Des phrases saccadées, épurées, des mots froids, répétitifs, lancinants. On a froid en lisant le témoignage de Charlotte Delbo. On a froid, on se sent nus, dépouillés.
Du noir, du gris, du blanc. Le blanc de la neige. La neige froide. Le gris du brouillard. Le brouillard de la chanson de Ferrat. Le noir et blanc des documentaires d'archives dont les images terrifiantes défilent dans ma tête.

"Ils attendent le pire - ils n'attendent pas l'inconcevable"
Je suis mal. Oppressée. J'ai beau "savoir", cela m'anéantit toujours autant. Comment des pères, des mères, des fils, des filles, ont-ils pu faire ça à d'autres pères, mères, fils, filles... Comment ?

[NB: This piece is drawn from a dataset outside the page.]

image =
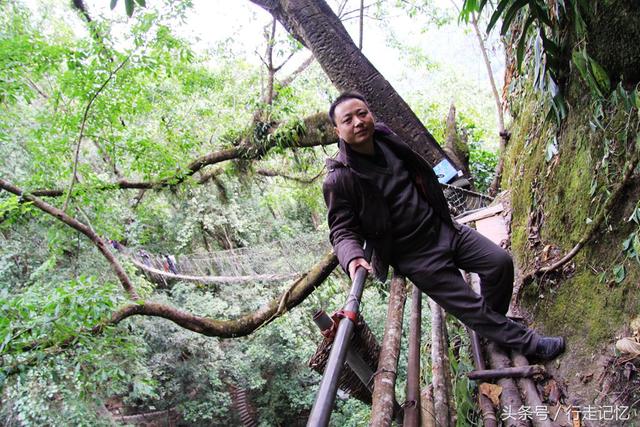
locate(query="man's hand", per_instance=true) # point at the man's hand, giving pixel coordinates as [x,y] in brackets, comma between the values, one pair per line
[358,262]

Certains prétendent que tout est une question de contexte, que nous sommes tous manipulables. Non, je ne crois pas, non. Je ne suis rien, ni plus ni moins maligne ou courageuse que les autres, je n'ai pas la fibre d'un héros... mais j'ai l'absolue certitude qu'aucun orateur, qu'aucun manipulateur, qu'aucun dictateur, ne pourra me persuader de franchir certaines limites. Cela va au-delà de ma volonté, c'est juste que je ne peux pas. Il y aura toujours en moi cette part d'humanité qui me retiendra d'accepter l'inacceptable. D'accepter d'être une pourriture à la botte d'une autre.

Quand, de nos jours, je lis ou j'entends de prétentieux imbéciles se donner de l'importance en traitant de nazis des personnes, simplement parce qu'elles ont une opinion différente de la leur... me vient comme une envie de les gifler.
Cessez de braire, bande d'ânes et lisez. Lisez ! Lisez... Peut-être vous viendra t-il une étincelle d'intelligence pour mesurer votre indécence et une once de compassion, de respect, pour ces milliers d'hommes, de femmes, d'enfants qui ont un jour croisé le regard sadique de ces monstres et sont tombés sous les crocs de leurs chiens.
Lisez et vous n'oserez plus revendiquer le droit à la liberté d'expression pour proférer vos insultes.
Le nazisme est tout sauf un droit.
Le nazisme est tout sauf la liberté.
Le nazisme, s'il est une expression, n'est que celle de l'enfer et de la mort.
Lisez ! Lisez avec humilité. Ouvrez votre esprit et votre coeur. Mais, de grâce, n'utilisez plus cette insulte pour faire taire vos contradicteurs... c'est aussi déplacé qu'odieux.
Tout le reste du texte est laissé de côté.